PITTSBURGH — William Buford sat in the corner of Ohio State’s locker room with a look of frustration on his face.

The Buckeyes (28-7) had just defeated Loyola-Maryland by 19 points in the opening round of the 2012 NCAA Tournament, but inside the locker room, it didn’t feel like a win, a's t least not the kind of win this OSU team was hoping for to jumpstart a deep tournament run.

“We have to respond to this game as if we lost,” sophomore guard Lenzelle Smith, Jr. said.

For some reason, this team seems to respond better when its back is against the well—like being down two games with two to play, both of them on the road in the regular season.

Even as they open the tournament, the Buckeyes are still battling the thin line between finding confidence in themselves and coming into a game feeling overconfident. Sophomore Jared Sullinger attributed some of that to the youth of this squad, but not all of it.

“Whenever this team starts doing well, we tend to step back and admire ourselves,” Sullinger admitted after the game.

The Buckeyes are a No. 2-seed in the tournament and they were favored by 17 points in their opening-round game against 15-seed Loyola, a team most of the players on Ohio State's roster had never heard of.

“We weren't dialed in. We came out and saw who we were playing and, even from warm-ups, guys weren't taking it serious,” Smith said.

“But it was a wake up call. Saturday we know we’re not going to have a game like this.”

Not after the way 7-seed Gonzaga dismantled 10-seed West Virginia in its opening game of the tournament at the Consol Energy Center in downtown Pittsburgh.

“We know they are going to come out hard after us after watching a performance like this,” Smith said.

“They think we’re going to be vulnerable.”

Maybe they are.

If not for a historic performance from Deshaun Thomas, the Buckeyes would have found themselves in a fight for their lives against the Greyhounds Friday night.

The sophomore out of Fort Wayne, Ind. scored a career-high 31 points and grabbed 12 rebounds—one shy of tying a career-high—in Ohio State’s 78-59 win over Loyola. Thomas was 13-22 from the floor and scored from just about everywhere on the court, becoming just the fifth player in OSU history to score 30 points in an NCAA Tournament game.

“Deshaun was excellent on the boards and also scoring the basketball,” Sullinger said of Thomas, who joined Jerry Lucas as the only Buckeyes to go for 30 and 10 in the tournament.

“He pretty much carried this team. I don’t think we would have won it without him.”

In all likelihood, they would not have.

Take away Thomas, and the Buckeyes were just 13-36 (36%) as a team from the floor. They were 5-14 behind the arc, and turned the ball over 18 times, which led to 15 points for Loyola.

“Most of the guys don’t know what it takes,” said Buford, who was holding his puzzled look after scoring 17 points in the win.

“Most guys never even make it to the tournament.”
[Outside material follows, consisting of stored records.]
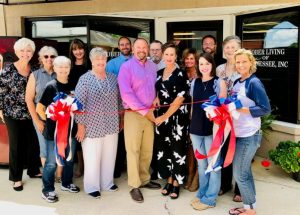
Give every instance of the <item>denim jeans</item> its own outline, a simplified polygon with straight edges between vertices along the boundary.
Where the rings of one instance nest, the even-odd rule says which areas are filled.
[[[257,131],[250,137],[237,137],[233,159],[233,176],[240,188],[244,207],[253,208],[256,203],[255,185],[251,162],[260,147],[262,134]]]
[[[55,171],[56,171],[56,158],[54,153],[54,141],[46,140],[47,157],[43,171],[43,192],[52,192],[55,190]],[[72,138],[72,159],[65,161],[61,177],[62,186],[67,187],[73,183],[73,158],[75,156],[76,140]]]
[[[47,149],[46,149],[46,139],[43,134],[38,130],[37,125],[32,121],[34,129],[39,139],[39,146],[40,146],[40,157],[46,158],[47,157]]]
[[[191,134],[194,151],[197,149],[201,154],[207,155],[212,145],[212,135],[198,136]],[[199,172],[199,190],[197,198],[206,205],[216,206],[216,199],[221,186],[221,171],[205,174],[205,170],[212,157],[197,159]]]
Maybe around the country, but at Ohio State it has become commonplace. So have high seeds and overmatched opponents, like the one they faced Friday. Even with 19 points from Erik Etherly, the team’s best player, the Greyhounds never had much of a chance against the Buckeyes.

They shot 35 percent from the floor, 4-14 behind the arc and were destroyed 49-24 on the board. They also had no answer for Thomas, who is averaging more than 20 points over his last seven games.

Ohio State is going to need a lot more than that to get past Gonzaga on Saturday (2:45 p.m. ET).

“We need to come in with a different mindset,” Buford said.

“To know that nothing else matters in your life at this moment. We just have to get focused and play harder. I don’t want to leave with (any) regrets. I want to play as hard as I can for as long as I’m out there and I want to play in the moment."